The Bank of America research, which involved 165 participants with $426 billion (£312 billion) of assets under management, found that allocation to UK stocks is now the lowest since March 2024.

The weaker sentiment comes amid uncertainty over tax hikes in the November Budget, as well as doubts about whether Bank of England interest rates will fall again this year.

A weaker dollar due to forecasts of four cuts by the Federal Reserve in the next 12 months has weighed on multinationals, although the FTSE 100 is still 13.3% higher year-to-date. 

The recent shunning of UK stocks - from last month’s net 2% Underweight position to 20% Underweight in September - is in contrast to sentiment earlier this year, when US stock allocations saw their largest ever two-month drop.

This month’s survey reveals that global fund managers are their most bullish since February as fears of a recessionary trade war continue to fade.

A net 16% of respondents expect the global economy to weaken, much better than August’s reading of minus 41% and the biggest improvement since October.

The BofA research, which was carried out between 5 September and last Thursday, found that cash balances remain low at 3.9% of assets under management.

Equity allocation is at a seven-month high, a position highlighted by last night’s record closing positions for the S&P 500 index and Nasdaq Composite.
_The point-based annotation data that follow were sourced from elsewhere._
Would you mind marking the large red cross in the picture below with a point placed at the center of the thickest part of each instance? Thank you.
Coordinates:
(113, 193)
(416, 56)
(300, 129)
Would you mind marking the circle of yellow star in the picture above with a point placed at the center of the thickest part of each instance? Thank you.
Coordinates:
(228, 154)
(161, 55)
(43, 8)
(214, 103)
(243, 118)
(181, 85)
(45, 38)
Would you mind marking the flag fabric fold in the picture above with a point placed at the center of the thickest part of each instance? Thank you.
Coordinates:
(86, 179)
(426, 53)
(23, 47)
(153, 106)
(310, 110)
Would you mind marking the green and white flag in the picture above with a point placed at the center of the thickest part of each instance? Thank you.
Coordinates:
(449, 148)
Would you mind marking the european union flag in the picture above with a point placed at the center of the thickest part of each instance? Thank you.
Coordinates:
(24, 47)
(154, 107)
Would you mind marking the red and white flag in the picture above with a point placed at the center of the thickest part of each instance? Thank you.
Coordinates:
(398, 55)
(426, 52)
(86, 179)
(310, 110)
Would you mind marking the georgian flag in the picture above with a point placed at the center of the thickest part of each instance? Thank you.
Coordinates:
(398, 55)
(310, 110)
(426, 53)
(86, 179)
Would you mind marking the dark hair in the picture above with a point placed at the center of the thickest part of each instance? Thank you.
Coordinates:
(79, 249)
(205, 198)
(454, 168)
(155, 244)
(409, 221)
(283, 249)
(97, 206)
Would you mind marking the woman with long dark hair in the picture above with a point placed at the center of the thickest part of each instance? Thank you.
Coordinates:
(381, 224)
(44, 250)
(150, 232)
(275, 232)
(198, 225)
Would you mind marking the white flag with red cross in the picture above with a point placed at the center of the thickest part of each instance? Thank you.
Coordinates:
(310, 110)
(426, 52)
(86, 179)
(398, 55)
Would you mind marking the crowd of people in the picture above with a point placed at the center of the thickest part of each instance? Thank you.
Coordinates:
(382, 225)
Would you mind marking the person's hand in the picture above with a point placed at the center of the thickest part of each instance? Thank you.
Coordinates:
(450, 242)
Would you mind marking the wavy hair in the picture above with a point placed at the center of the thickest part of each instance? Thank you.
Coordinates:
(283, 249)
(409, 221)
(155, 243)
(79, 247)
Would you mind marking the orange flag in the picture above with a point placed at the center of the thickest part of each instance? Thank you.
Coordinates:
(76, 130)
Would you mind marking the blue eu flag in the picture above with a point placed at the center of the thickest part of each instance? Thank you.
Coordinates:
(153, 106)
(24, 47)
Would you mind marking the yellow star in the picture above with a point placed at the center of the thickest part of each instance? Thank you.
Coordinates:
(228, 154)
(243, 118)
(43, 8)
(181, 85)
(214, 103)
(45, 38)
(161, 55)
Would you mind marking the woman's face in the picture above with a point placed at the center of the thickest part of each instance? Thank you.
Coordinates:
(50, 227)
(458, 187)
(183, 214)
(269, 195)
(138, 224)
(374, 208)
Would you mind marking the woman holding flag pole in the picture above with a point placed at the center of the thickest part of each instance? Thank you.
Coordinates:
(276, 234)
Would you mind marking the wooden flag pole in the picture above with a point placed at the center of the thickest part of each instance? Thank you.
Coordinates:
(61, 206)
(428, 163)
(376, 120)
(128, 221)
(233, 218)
The landmarks have come despite a record 58% of investors saying that global equity markets are overvalued.

Long positions on the Magnificent Seven remain the survey’s most crowded trade, having reclaimed top position in last month’s report. Long gold is in second place based on the response of 25% of investors, up sharply from 12% in August.
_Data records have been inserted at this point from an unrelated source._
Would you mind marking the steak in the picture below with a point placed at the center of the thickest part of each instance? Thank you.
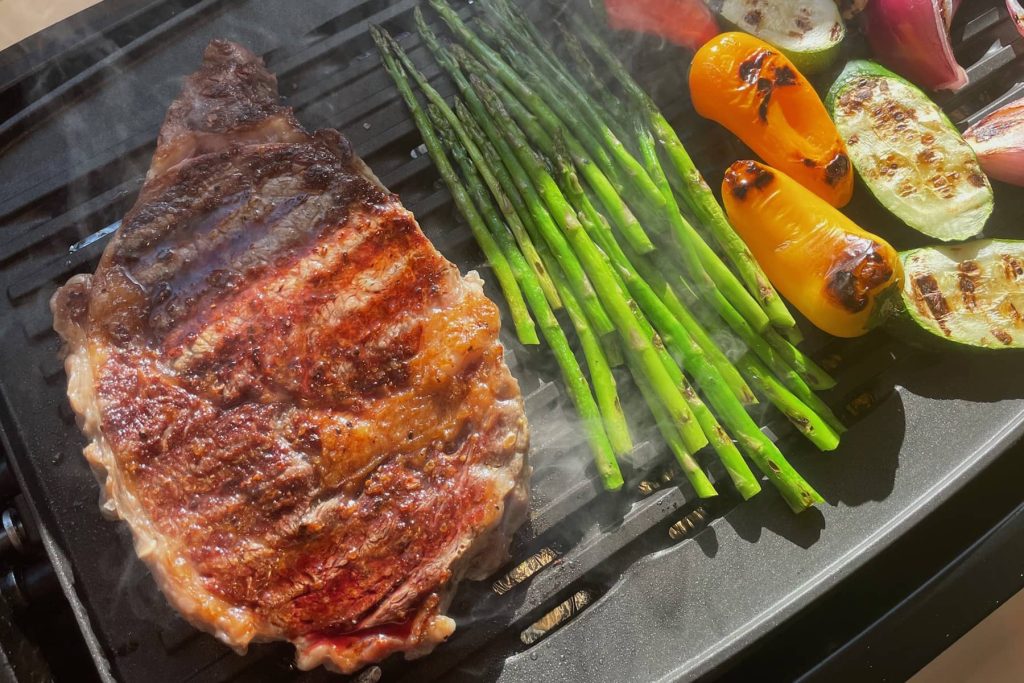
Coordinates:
(297, 404)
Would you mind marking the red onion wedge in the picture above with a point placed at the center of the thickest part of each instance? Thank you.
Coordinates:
(998, 141)
(1017, 13)
(911, 37)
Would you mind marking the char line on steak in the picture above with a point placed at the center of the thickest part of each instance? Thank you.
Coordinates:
(297, 404)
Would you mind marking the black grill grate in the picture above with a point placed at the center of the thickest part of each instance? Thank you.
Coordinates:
(53, 202)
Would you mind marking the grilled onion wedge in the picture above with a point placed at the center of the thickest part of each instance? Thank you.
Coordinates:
(965, 296)
(808, 32)
(908, 154)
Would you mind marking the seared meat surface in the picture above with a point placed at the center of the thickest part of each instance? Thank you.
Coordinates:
(298, 406)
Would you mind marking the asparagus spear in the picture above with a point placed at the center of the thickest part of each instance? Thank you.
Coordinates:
(616, 302)
(807, 422)
(687, 463)
(576, 382)
(604, 452)
(702, 263)
(567, 260)
(525, 244)
(654, 191)
(795, 489)
(807, 416)
(521, 319)
(791, 380)
(507, 197)
(695, 190)
(798, 493)
(617, 209)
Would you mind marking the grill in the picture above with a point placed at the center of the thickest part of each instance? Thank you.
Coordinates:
(645, 584)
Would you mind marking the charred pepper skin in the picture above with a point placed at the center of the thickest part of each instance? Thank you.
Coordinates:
(754, 90)
(835, 272)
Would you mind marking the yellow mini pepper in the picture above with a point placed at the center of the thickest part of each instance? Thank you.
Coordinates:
(830, 269)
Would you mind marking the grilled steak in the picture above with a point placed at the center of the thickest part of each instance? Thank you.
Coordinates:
(297, 404)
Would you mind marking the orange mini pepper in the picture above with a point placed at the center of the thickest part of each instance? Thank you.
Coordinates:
(833, 271)
(754, 90)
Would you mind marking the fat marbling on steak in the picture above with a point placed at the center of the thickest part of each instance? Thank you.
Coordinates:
(297, 404)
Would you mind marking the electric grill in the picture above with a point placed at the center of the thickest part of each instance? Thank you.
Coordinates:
(643, 585)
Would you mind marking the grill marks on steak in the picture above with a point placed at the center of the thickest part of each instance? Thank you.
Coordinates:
(300, 407)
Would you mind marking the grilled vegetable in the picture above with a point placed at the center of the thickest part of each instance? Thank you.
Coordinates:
(998, 141)
(832, 270)
(755, 91)
(686, 23)
(1016, 10)
(912, 37)
(969, 295)
(809, 32)
(908, 153)
(851, 8)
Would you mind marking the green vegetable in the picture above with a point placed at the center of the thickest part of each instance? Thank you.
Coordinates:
(908, 154)
(809, 32)
(966, 296)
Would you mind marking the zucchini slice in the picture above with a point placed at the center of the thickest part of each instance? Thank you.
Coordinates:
(971, 295)
(808, 32)
(908, 154)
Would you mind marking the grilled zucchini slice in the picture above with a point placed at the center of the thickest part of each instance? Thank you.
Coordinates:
(908, 154)
(969, 295)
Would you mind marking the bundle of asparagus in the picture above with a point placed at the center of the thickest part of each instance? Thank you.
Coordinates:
(560, 193)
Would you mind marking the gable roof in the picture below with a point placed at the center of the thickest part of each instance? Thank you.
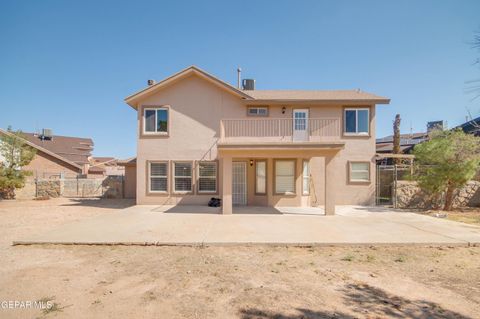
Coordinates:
(344, 96)
(44, 150)
(132, 99)
(74, 149)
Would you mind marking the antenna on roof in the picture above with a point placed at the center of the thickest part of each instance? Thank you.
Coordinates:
(239, 76)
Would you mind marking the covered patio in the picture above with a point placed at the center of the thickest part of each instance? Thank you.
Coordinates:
(249, 153)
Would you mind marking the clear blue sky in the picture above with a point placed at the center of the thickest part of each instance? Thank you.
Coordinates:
(68, 65)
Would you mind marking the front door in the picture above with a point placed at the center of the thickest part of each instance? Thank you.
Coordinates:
(239, 183)
(300, 125)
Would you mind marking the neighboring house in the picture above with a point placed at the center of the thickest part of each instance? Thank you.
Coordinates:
(59, 155)
(471, 126)
(108, 164)
(200, 137)
(407, 142)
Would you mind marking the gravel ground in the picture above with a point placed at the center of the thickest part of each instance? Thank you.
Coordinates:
(225, 282)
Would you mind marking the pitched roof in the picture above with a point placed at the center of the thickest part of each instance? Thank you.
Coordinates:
(343, 96)
(310, 95)
(46, 151)
(74, 149)
(132, 99)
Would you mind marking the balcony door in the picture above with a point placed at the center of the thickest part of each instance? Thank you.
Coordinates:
(300, 125)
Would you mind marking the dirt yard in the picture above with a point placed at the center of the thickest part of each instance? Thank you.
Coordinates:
(226, 282)
(470, 215)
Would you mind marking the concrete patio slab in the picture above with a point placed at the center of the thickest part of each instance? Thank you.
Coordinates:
(195, 225)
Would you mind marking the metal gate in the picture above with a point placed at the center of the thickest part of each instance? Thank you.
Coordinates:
(386, 183)
(239, 183)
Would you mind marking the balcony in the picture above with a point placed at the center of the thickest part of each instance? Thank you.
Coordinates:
(279, 130)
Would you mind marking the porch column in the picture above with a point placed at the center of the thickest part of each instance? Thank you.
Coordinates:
(330, 184)
(227, 185)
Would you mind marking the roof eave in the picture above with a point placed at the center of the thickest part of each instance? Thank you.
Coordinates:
(133, 99)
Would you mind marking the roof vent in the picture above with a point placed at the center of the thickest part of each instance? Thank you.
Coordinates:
(47, 134)
(248, 84)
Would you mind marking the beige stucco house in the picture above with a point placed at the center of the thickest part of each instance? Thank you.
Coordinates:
(200, 137)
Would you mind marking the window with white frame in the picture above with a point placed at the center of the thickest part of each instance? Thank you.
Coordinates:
(155, 120)
(257, 111)
(182, 179)
(357, 121)
(359, 171)
(158, 177)
(207, 177)
(261, 177)
(285, 177)
(306, 178)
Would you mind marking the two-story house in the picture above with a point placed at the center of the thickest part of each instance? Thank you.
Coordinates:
(200, 137)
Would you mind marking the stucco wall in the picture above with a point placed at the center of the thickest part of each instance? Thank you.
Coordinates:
(196, 108)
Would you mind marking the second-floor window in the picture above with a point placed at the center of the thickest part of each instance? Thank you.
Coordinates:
(155, 120)
(357, 121)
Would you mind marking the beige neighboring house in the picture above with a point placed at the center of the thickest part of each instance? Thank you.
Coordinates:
(108, 164)
(200, 137)
(60, 156)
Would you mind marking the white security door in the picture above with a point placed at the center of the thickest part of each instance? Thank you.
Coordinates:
(300, 125)
(239, 183)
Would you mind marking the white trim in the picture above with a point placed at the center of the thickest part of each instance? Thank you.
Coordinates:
(207, 177)
(359, 171)
(356, 133)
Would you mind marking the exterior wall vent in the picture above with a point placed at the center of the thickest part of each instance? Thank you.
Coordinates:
(248, 84)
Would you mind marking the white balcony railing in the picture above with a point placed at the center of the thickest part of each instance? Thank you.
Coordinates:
(278, 130)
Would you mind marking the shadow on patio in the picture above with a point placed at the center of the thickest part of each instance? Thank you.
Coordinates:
(101, 202)
(240, 210)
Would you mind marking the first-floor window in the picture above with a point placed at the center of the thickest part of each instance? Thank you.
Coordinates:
(359, 171)
(285, 176)
(306, 177)
(261, 177)
(158, 177)
(207, 177)
(183, 177)
(258, 111)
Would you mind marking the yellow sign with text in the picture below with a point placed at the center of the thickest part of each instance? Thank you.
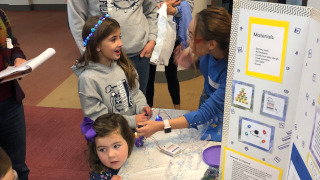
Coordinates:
(266, 50)
(237, 165)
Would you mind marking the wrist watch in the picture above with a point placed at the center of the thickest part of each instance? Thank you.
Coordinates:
(167, 127)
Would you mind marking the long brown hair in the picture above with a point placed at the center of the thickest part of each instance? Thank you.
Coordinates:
(104, 126)
(105, 29)
(214, 24)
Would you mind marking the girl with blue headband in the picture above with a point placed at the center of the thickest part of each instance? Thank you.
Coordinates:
(108, 82)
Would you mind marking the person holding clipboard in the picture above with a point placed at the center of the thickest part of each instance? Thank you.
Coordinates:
(12, 120)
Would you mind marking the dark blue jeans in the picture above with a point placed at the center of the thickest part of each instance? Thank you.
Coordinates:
(142, 66)
(13, 135)
(204, 96)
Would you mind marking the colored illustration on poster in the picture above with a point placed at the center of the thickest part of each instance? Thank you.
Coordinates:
(267, 44)
(297, 168)
(315, 173)
(256, 134)
(242, 95)
(315, 137)
(240, 166)
(274, 105)
(292, 173)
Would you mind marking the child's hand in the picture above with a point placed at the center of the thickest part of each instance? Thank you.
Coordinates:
(141, 118)
(184, 58)
(149, 128)
(147, 50)
(147, 110)
(116, 177)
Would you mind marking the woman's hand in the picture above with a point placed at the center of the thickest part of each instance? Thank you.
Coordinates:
(148, 49)
(147, 110)
(149, 128)
(19, 61)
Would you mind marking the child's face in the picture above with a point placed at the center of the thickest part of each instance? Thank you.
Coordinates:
(109, 48)
(112, 150)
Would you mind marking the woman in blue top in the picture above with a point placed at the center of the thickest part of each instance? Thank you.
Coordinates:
(209, 36)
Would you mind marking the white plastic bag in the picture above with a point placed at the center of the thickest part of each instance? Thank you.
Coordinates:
(166, 38)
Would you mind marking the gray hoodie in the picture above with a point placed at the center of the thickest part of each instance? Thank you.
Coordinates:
(104, 89)
(138, 23)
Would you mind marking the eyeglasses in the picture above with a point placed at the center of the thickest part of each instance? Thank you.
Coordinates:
(190, 38)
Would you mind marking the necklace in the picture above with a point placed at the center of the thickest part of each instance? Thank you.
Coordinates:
(107, 5)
On the theme of artificial intelligence (AI), 48% of investors said that they think AI stocks are not in a bubble. Half of respondents believe AI is already increasing productivity, but with another 28% expecting the improvement to come after 2026.

The survey said investors increased allocation to stocks in healthcare, telecoms and consumer discretionary and reduced allocation to UK stocks, utilities, energy, and EU and emerging market stocks.
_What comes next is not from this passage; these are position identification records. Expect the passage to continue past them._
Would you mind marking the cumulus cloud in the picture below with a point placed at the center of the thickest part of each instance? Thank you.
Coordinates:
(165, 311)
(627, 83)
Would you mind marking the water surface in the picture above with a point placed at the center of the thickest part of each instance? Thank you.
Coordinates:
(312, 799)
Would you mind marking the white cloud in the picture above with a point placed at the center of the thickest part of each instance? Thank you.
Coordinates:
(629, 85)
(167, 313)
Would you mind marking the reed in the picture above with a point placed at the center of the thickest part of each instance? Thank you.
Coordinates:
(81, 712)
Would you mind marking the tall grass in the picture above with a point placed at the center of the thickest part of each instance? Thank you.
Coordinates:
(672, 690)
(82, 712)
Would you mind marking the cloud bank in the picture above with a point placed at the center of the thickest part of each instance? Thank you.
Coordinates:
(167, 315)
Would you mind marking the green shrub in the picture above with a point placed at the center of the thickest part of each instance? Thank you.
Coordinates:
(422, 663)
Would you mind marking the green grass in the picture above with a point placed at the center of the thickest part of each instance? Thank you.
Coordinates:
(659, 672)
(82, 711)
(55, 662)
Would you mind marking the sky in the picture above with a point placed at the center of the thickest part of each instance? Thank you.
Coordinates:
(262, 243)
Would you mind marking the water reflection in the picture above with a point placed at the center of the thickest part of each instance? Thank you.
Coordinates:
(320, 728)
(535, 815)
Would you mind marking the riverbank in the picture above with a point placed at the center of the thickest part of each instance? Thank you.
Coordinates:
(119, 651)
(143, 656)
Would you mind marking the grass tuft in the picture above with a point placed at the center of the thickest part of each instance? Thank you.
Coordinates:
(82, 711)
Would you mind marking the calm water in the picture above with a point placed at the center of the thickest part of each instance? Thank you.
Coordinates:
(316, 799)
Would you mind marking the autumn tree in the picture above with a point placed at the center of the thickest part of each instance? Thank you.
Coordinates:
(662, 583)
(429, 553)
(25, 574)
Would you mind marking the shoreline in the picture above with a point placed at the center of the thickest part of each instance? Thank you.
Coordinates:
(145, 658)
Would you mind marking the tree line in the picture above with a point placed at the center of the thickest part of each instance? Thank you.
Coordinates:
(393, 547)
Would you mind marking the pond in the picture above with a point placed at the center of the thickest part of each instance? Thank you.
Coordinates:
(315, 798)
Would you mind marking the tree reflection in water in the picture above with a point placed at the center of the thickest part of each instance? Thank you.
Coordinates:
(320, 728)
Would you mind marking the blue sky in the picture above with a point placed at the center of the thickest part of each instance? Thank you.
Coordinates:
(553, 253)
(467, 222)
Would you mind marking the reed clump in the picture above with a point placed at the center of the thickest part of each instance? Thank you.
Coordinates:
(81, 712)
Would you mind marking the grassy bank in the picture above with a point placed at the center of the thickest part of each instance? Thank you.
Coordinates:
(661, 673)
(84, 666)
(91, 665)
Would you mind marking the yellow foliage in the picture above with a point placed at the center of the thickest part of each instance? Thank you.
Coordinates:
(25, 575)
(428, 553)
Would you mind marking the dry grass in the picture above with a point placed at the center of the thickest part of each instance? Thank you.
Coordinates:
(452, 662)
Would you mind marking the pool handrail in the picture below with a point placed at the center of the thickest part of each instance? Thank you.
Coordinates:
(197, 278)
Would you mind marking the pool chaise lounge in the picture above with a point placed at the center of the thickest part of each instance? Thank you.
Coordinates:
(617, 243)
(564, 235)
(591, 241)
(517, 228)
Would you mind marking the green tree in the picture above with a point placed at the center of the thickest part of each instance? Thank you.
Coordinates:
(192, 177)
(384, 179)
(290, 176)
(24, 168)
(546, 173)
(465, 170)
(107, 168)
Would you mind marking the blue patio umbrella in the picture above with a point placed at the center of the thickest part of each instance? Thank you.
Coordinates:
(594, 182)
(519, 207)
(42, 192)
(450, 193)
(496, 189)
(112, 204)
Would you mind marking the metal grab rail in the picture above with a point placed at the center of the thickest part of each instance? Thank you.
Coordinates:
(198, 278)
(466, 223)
On risks, 26% of  investors view a second wave of inflation as the biggest tail risk. This is followed by 24% pointing to the loss of Federal Reserve independence and US dollar debasement.

Tariff worries are fading, with just 12% of investors saying that trade war triggering global recession is the biggest tail risk, down from the number one spot at 29% in August.

Asked about the most likely outcome for the global economy, two-thirds expect a soft landing and 18% see no landing.